My Way of Looking At It
I have been discussing my desire to go nullo with a friend of mine who believes I am insane. Despite the fact that I am certified as such, lacking only a diploma, I have been trying to explain to my friend why this seems to make sense. None of it seemed to work, though--I knew there was a way of looking at it that I just could not verbalize to her. I tried to explain how I had wanted this done when I was younger (and had gone through the self- mutilation period so many men do). I mentioned the men who go through the procedure and are happier for it. The problem was, I felt I was trying to convince myself as well.What did this mean to me? And why do I feel the need to go nullo? After all, I am not an un-masculine person; while I am not a macho guy by any means, I am still very much a GUY. I love football and cars and I never clean up after myself, so it doesn't mean that. It doesn't mean I am free from procreation, either. I had not intended to have kids anyway, and though I am an 80/20 (f/m) bisexual, there's not been too much threat of my impregnating anything. I'm not threatened by or threatening to anyone's masculinity.
Just like my bisexuality, though, there is more than meets the eye. Long ago, I had figured that regardless of home influence, I would have likely been bi, anyway. (Johnny Depp is too cute for me not to be.) But so much of what made me overtly bi, and for years needily so, was a crushing series of sexual abuses in my youth. For years I wrestled with that hydra--would I have been bi without the abuse? Did I *ask* for the abuse? How would my behavior have differed without the abuse? I used to have boy-boy crushes in elementary school--was that because of the abuse? And the truth I had to ultimately settle upon was that, plainly, I was just attracted to *some* members of the same sex, and not always sexually! Some men are really just wonderful to look at, and others are just wonderful to snuggle with, and sometimes ya get both.

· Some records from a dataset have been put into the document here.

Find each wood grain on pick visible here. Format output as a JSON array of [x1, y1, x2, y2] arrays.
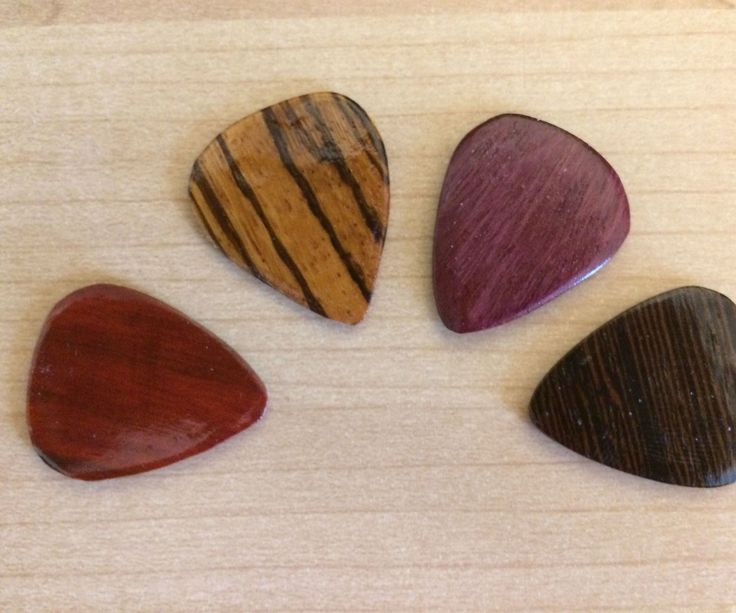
[[433, 113, 629, 333], [530, 286, 736, 487], [189, 92, 389, 324]]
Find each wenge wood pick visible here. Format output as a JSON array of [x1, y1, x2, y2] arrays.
[[189, 92, 389, 325], [433, 113, 630, 333], [27, 284, 267, 480], [530, 287, 736, 487]]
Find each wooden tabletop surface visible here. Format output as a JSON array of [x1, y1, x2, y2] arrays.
[[1, 2, 735, 610]]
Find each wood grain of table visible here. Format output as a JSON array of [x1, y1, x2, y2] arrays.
[[1, 2, 735, 610]]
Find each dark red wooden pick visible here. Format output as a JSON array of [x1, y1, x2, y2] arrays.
[[530, 287, 736, 488], [433, 113, 630, 333], [27, 284, 267, 480]]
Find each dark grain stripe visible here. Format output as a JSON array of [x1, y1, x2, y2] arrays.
[[190, 162, 261, 280], [299, 95, 384, 241], [191, 194, 240, 264], [330, 93, 386, 178], [279, 100, 381, 258], [332, 93, 388, 180], [215, 135, 327, 317], [261, 106, 372, 302]]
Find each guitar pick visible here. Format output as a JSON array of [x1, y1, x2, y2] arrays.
[[189, 92, 389, 325], [433, 113, 630, 333], [27, 284, 267, 480], [530, 286, 736, 487]]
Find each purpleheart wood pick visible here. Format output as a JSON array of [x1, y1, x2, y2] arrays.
[[433, 113, 630, 333], [27, 284, 267, 480]]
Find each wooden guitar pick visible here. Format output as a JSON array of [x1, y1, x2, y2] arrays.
[[27, 284, 267, 480], [433, 114, 629, 333], [189, 92, 389, 325], [530, 286, 736, 487]]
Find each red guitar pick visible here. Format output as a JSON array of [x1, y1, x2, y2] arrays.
[[27, 284, 267, 480]]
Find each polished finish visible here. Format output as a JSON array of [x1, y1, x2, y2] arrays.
[[531, 286, 736, 487], [433, 113, 630, 333], [189, 91, 389, 325], [27, 284, 267, 480]]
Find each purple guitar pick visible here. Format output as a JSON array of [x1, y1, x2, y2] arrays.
[[433, 114, 630, 333]]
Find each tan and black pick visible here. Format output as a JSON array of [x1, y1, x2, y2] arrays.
[[188, 92, 389, 325]]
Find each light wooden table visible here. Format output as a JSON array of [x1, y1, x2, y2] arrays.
[[2, 2, 735, 610]]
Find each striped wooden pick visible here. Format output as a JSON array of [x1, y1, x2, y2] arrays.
[[530, 286, 736, 488], [189, 92, 389, 325]]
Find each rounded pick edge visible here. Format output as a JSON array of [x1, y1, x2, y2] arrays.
[[26, 283, 269, 481], [188, 91, 388, 180], [432, 112, 631, 334], [528, 285, 736, 488], [446, 112, 632, 201]]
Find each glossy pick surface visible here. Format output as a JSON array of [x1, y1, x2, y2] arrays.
[[433, 113, 629, 333], [189, 92, 389, 325], [27, 284, 267, 480], [530, 287, 736, 487]]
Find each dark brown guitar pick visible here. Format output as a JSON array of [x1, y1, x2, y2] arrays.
[[27, 284, 267, 480], [530, 286, 736, 487], [189, 92, 389, 325]]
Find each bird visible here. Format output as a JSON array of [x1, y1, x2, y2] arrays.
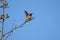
[[0, 3, 8, 8], [24, 10, 32, 22]]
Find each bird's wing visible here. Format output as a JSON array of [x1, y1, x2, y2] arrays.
[[24, 10, 28, 17]]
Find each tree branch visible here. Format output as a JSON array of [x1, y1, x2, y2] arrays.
[[3, 21, 27, 40]]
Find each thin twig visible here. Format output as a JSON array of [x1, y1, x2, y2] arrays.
[[4, 32, 11, 40], [3, 21, 27, 40]]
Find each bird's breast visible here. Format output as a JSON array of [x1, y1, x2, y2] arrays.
[[26, 16, 31, 22]]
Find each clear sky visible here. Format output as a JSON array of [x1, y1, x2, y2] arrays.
[[0, 0, 60, 40]]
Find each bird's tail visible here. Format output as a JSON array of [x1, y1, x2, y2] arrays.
[[20, 21, 27, 26], [17, 21, 27, 28]]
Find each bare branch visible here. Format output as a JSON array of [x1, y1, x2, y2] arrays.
[[4, 32, 11, 40], [0, 30, 2, 33], [3, 21, 27, 40]]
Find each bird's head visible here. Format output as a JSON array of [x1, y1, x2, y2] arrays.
[[29, 13, 32, 16]]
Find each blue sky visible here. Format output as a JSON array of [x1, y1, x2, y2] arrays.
[[0, 0, 60, 40]]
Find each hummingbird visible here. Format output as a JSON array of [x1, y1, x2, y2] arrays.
[[24, 10, 32, 22]]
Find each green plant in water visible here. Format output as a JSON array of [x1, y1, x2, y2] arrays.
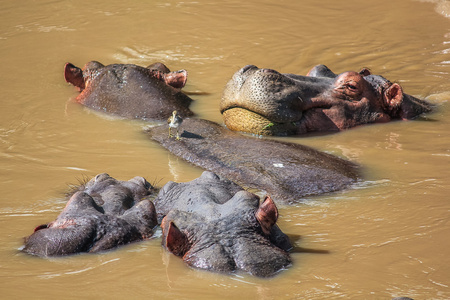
[[259, 122, 275, 135], [262, 122, 275, 130]]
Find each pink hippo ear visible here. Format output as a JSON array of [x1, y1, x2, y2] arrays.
[[255, 195, 278, 235], [64, 63, 85, 92], [164, 220, 190, 257], [384, 83, 404, 113], [164, 70, 188, 89], [33, 223, 49, 232]]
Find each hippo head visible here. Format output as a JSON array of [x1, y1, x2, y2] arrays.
[[160, 191, 292, 277], [63, 61, 193, 120], [64, 61, 188, 92], [221, 64, 432, 135], [23, 173, 157, 257]]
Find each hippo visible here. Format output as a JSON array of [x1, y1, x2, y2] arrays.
[[221, 64, 432, 135], [64, 61, 194, 120], [22, 173, 157, 257], [146, 118, 360, 204], [154, 171, 292, 277]]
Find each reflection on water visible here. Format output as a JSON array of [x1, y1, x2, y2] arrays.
[[37, 257, 121, 280], [0, 0, 450, 298]]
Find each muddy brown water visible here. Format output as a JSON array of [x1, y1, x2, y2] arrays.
[[1, 0, 450, 299]]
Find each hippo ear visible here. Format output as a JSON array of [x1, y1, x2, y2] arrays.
[[33, 223, 50, 232], [359, 68, 371, 76], [255, 195, 278, 235], [384, 83, 403, 112], [164, 70, 188, 89], [164, 220, 190, 257], [64, 63, 85, 91]]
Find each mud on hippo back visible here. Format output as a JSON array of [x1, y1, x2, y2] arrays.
[[221, 64, 432, 136], [153, 171, 292, 277], [64, 61, 194, 120], [22, 173, 157, 257]]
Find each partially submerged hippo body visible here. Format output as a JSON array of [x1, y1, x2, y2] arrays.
[[154, 171, 292, 277], [64, 61, 194, 120], [221, 65, 432, 135], [23, 174, 157, 257], [146, 118, 360, 203]]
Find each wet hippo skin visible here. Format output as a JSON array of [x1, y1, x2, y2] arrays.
[[154, 171, 292, 277], [146, 118, 360, 204], [221, 64, 432, 135], [23, 173, 157, 257], [64, 61, 194, 120]]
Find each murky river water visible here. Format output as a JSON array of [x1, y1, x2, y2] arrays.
[[1, 0, 449, 298]]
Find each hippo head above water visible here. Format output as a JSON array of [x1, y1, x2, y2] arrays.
[[154, 171, 292, 277], [22, 173, 157, 257], [64, 61, 194, 121], [221, 64, 432, 135]]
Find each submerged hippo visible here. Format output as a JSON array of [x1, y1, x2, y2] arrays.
[[221, 64, 432, 135], [154, 171, 292, 277], [64, 61, 194, 120], [146, 118, 360, 203], [23, 173, 157, 257]]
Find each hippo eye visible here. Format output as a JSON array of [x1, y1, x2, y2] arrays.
[[345, 82, 358, 91]]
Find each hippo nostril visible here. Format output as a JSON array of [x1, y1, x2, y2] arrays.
[[260, 69, 279, 74], [129, 176, 151, 189], [94, 173, 110, 182], [241, 65, 257, 74]]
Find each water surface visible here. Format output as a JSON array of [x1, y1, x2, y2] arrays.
[[1, 0, 449, 298]]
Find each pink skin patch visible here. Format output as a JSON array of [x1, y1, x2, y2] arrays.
[[64, 63, 85, 92], [33, 219, 77, 232], [151, 70, 188, 89], [33, 224, 49, 232]]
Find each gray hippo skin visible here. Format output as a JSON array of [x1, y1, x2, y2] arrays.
[[154, 171, 292, 277], [23, 173, 157, 257], [64, 61, 194, 120], [146, 118, 360, 204], [221, 64, 432, 135]]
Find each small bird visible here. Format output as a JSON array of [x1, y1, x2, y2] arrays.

But where does that put me and going nullo? Since my teenage years, I wanted the package removed, though I agonized, cried, and howled over this one in those tender years. What made me want this? I mean, I had PLANS for these!! And of course, I had gone through the am-I-really-a-girl phase? I knew I was NOT meant to be a girl the first time I set eyes on 3-inch heels. Uh-UH. Not this little black duck's calves, bubeleh.
Seriously, the gender identity crisis had gone on and on for years, and continues into the present day and my struggle with the need to have my testes removed. But the perfect explanation at last occurred to me. The friend I mentioned has another friend who is undergoing M to F gender reassignment (which sounds like a horrible James Bond plot), and I realized that was exactly the analogy I needed.
I told her that most people are born happy and comfortable with their sexual identities. A few men and women, though, feel from an early age that they have been born with the wrong-gendered body, and that they are trapped inside. These people get therapy and surgery and become the opposite of what they were born to be. Okay--wasn't it possible I, and many others, were born to be neutral? That we grow up confused in identity and natural assignment because NOTHING feels right to us? Not men, not women, not male, not female? Somewhere deep in us is the desire to be NEUTRAL. While some approach castration as a ritual punishment, I see it as a natural correction.
My decision is not final yet. After all, this is a one-way street: you don't get do-overs on this one. There is enough to worry me that I know I must think more on the subject. But at least I can think more calmly and sanely on it, knowing that I may well not be crazy--I might just be following the instructions my body has been giving me since birth.
Now I know--whatever my decision is, when it comes, it will be the right one.